When I was growing up in Japan, there were many TV programs in August devoted to memorials related to the bombings and to events promoting World peace. I watched many movies and TV programs about World War II. There even were anime films about the horrors of war, such as Grave of the Fireflies (Japanese: Hotaru no haka). Perhaps you’ve heard of it.

Why do people hate each other? Why do people kill one another?

According to Buddhism, complex conditions make us hate others. There are political and historical conditions. However, the primary reason why human beings hate each other is because we are foolish beings.

Politics may be debated but there is no single answer on which everyone agrees. Too many things in this world we don’t know whether they’re true or false.

What’s certain is that human beings are fools. I am foolish. It’s imperative to come to this understanding. The Buddha taught within each of us are Three Poisons: Greed, Anger, and Ignorance. These poisons cause suffering and make us disregard the sanctity of human life.

If we understand and are conscious of our Greed, Anger, and Ignorance, we’ll be more respectful of life—both the lives of others and our own.

Consider greed. We really don’t need to consume so many natural resources. After all, originally, we possessed nothing.

Consider anger. It’s hard to forget you hate someone. In history, ethnic hatred has been passed down from generation to generation.

Consider ignorance: People often forget it’s human to make mistakes. We think we are right and others are wrong and therefore we’ll fight wars.

Individually, we cannot overcome Three Poisons by ourselves.

We need help. This help is the Buddha’s voice encouraging us to gain wisdom. It’s the voice of people who came before us, including our teachers, family members and friends, who have passed away. They even include people who we don’t know, such as those who perished in Hiroshima, Nagasaki, and El Paso.

What would the victims of mass shootings and of the atomic bomb wish for us? What would our loved ones, who have passed away, wish for us? What kind of world would they hope for us?

I think they would tell us to create a world of peace and understanding. Their wish represents a great Wish for humankind. To me, this is the meaning of Hongan, Amida Buddha’s great wish for us.

I’d like to share a letter written by a young army officer near the end of World War II. On May 4, 1945, Corporal Nobuo Aihana took off from Chiran air base in Kyushu, Japan, for an attack near the island of Okinawa. He died in battle at age 18 years.

In a letter to his stepmother, Corporal Aihana wrote:

Dear mother,

How are you? Thank you for what you’ve done for so long. You raised me since I was six years old. Although you’re my stepmother, I never felt mistreated the way people often think of stepmothers.

You were a mother who looked after me with loving care, a kind mother, a precious mother. I was happy.

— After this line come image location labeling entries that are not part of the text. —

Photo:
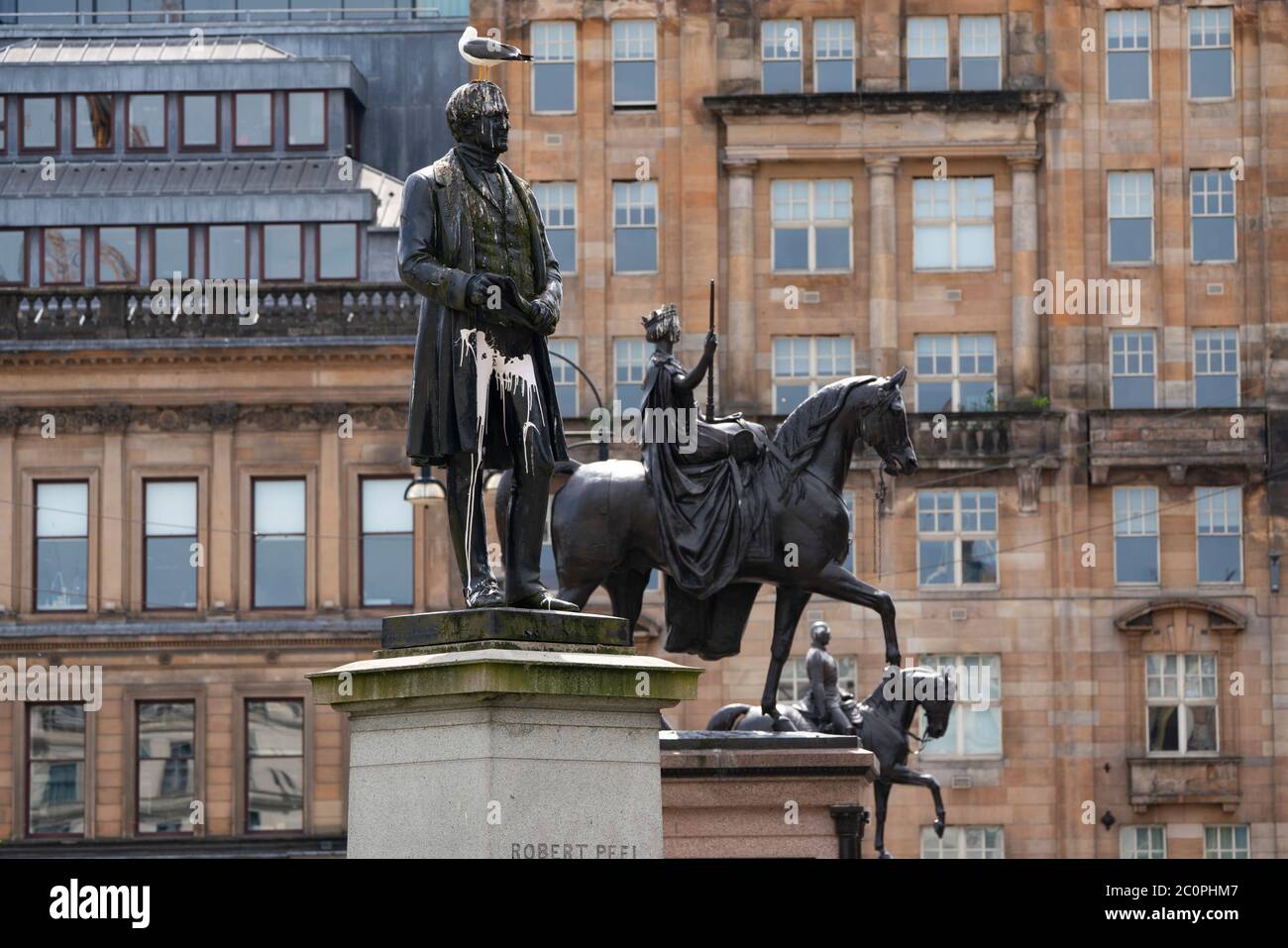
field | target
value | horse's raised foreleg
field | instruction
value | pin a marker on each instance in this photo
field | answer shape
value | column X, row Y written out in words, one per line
column 902, row 773
column 789, row 605
column 837, row 582
column 881, row 791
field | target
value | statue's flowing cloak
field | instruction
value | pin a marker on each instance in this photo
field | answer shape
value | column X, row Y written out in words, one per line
column 436, row 257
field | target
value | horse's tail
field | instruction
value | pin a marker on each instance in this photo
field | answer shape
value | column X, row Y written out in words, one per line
column 728, row 717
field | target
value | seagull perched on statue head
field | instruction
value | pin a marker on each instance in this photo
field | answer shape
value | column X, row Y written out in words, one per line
column 487, row 52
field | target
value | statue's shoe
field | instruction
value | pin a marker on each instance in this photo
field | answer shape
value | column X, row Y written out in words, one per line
column 544, row 600
column 484, row 594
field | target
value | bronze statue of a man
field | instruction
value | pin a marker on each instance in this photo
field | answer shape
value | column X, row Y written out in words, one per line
column 475, row 248
column 824, row 691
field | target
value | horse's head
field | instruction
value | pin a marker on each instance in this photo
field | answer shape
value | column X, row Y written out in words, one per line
column 884, row 427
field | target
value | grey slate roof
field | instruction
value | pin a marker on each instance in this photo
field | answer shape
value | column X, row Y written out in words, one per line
column 197, row 191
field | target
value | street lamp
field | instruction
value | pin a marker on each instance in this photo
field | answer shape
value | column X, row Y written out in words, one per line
column 424, row 489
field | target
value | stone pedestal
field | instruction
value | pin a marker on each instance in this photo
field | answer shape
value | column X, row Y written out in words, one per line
column 507, row 733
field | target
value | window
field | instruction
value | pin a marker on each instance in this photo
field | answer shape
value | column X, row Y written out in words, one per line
column 1211, row 53
column 274, row 766
column 171, row 253
column 387, row 553
column 117, row 256
column 975, row 725
column 634, row 63
column 305, row 120
column 794, row 683
column 833, row 55
column 1219, row 519
column 1212, row 217
column 283, row 252
column 634, row 227
column 62, row 545
column 198, row 121
column 952, row 223
column 94, row 121
column 145, row 116
column 927, row 54
column 1216, row 369
column 13, row 257
column 1132, row 369
column 226, row 252
column 962, row 843
column 277, row 510
column 168, row 535
column 565, row 375
column 1142, row 843
column 956, row 373
column 1127, row 55
column 1131, row 217
column 956, row 537
column 166, row 740
column 60, row 262
column 338, row 252
column 803, row 365
column 39, row 117
column 554, row 67
column 1225, row 843
column 781, row 55
column 1136, row 535
column 253, row 120
column 558, row 206
column 55, row 769
column 980, row 52
column 630, row 359
column 1180, row 697
column 811, row 226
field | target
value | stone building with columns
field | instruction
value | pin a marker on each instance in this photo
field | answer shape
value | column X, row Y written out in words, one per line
column 1093, row 539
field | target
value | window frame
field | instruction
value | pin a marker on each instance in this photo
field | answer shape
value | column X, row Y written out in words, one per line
column 1180, row 702
column 642, row 106
column 146, row 536
column 326, row 115
column 1189, row 51
column 810, row 226
column 571, row 59
column 271, row 120
column 362, row 545
column 1147, row 51
column 958, row 535
column 98, row 256
column 1225, row 491
column 183, row 123
column 55, row 149
column 76, row 115
column 165, row 123
column 137, row 702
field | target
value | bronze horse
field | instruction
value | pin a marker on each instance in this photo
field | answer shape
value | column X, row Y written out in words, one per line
column 883, row 724
column 605, row 530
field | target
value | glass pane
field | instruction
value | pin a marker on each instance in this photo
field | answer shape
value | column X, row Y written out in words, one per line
column 147, row 121
column 1163, row 733
column 635, row 250
column 791, row 249
column 282, row 252
column 1128, row 76
column 386, row 569
column 307, row 123
column 278, row 572
column 553, row 86
column 200, row 120
column 339, row 252
column 117, row 256
column 1134, row 559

But I never once called you “mother.” I resolved many times to say the word, but I must’ve been weak-willed. Please forgive me. How sad you must have been.

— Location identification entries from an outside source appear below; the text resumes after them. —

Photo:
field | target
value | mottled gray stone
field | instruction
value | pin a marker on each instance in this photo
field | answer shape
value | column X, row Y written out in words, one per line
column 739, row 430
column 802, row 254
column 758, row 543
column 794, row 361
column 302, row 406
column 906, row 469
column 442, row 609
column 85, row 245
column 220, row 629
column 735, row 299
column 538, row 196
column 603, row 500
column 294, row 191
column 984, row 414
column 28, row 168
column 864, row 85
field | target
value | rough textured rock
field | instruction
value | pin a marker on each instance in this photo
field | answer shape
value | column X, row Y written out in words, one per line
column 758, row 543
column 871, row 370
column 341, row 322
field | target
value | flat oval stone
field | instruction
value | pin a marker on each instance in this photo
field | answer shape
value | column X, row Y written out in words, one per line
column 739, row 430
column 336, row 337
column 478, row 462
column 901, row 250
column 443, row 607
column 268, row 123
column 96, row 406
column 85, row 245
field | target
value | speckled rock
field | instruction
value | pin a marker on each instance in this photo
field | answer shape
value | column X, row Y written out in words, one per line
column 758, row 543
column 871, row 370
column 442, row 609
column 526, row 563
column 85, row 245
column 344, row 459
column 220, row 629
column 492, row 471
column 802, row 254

Now it’s time for me to say loudly: “Mom! Mom! Mom!”

(In Japanese)

1945年5月4日 出撃戦死。亨年18歳 相花信夫

母上様御元気ですか。永い間本当に有難うございました。我六歳の時より育て下されし母。継母とは言え世の此の種(しゅ)の母にある如き。不祥事は一度たりとてなく 慈しみ育て下されし母。有難い母 尊い母。俺は幸福であった。ついに最後迄「お母さん」と呼ばざりし俺。幾度か思い切って呼ばんとしたが 何と意志薄弱な俺だったろう。母上お許し下さい。さぞ淋しかったでしょう。今こそ大声で呼ばして頂きます。お母さん お母さん お母さんと

This letter, along with Nobuo’s scarf, military sword, and other items were kept together at the family’s Buddhist altar. Aki, his stepmother, considered the letter her most precious treasure.

Nobuo’s brother Shunichi returned to Japan from China in June 1946 and learned of his younger brother’s death. After reading the letter, Shunichi resolved to honor his brother’s wish to treat his stepmother like his real mother.

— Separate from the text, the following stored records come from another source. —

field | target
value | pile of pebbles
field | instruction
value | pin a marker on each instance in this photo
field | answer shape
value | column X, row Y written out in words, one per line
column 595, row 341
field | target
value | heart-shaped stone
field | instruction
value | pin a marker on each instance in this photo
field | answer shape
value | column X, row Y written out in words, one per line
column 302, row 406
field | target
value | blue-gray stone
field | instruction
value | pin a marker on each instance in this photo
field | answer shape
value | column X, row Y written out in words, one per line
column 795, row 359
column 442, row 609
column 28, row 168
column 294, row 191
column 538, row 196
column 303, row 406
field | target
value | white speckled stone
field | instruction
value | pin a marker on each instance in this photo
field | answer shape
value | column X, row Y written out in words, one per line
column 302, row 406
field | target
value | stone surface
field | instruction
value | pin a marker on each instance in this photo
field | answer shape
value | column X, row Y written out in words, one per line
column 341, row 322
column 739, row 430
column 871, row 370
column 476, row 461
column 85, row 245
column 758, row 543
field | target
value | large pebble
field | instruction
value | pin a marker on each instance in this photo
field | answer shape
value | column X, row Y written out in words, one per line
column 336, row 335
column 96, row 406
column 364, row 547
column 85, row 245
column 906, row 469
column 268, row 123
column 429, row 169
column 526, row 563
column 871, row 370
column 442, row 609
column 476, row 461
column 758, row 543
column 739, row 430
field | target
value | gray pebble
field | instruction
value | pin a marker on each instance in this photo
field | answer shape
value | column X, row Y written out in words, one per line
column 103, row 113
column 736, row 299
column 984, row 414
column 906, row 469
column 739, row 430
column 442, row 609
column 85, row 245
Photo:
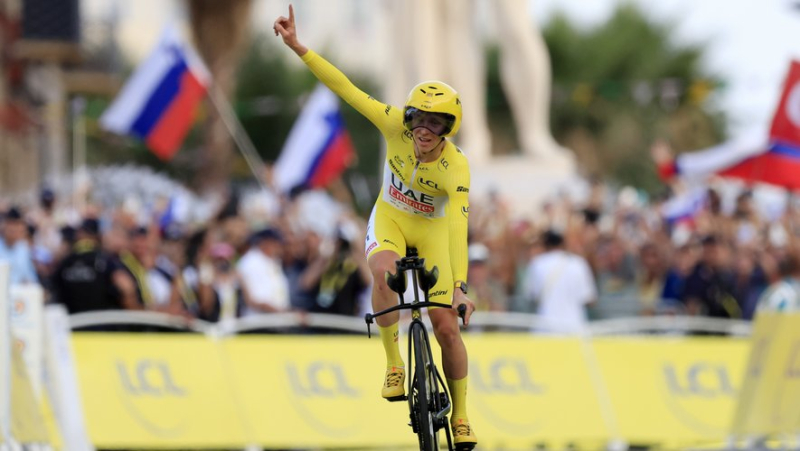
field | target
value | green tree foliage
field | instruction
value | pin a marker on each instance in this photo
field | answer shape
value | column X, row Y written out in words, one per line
column 271, row 92
column 622, row 84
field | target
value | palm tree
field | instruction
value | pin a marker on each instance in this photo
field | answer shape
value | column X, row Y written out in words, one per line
column 220, row 30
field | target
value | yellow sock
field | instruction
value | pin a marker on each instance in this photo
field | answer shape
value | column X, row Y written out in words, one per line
column 458, row 391
column 389, row 337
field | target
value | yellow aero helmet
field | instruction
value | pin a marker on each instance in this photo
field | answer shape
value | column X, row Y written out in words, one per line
column 434, row 97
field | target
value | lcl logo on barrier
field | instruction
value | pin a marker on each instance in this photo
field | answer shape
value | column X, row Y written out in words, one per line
column 692, row 390
column 701, row 379
column 321, row 387
column 320, row 379
column 148, row 377
column 504, row 376
column 505, row 387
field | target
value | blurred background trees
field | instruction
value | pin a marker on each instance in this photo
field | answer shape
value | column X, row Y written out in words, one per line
column 616, row 88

If we think deeply and connect with voices from the past, then World War II doesn’t seem so long ago. Those mass shootings are not so distant. They involved people who are very much like us. They have something to teach us. We have a connection to them.

In this way, if we listen to the voices of people who have passed away, they help guide us. Their voices represent the Buddha’s voice, guiding us to the world of wisdom and compassion. In this way, we walk the Buddha’s path.


Rev. Osa is minister at Berkeley Higashi Honganji in California.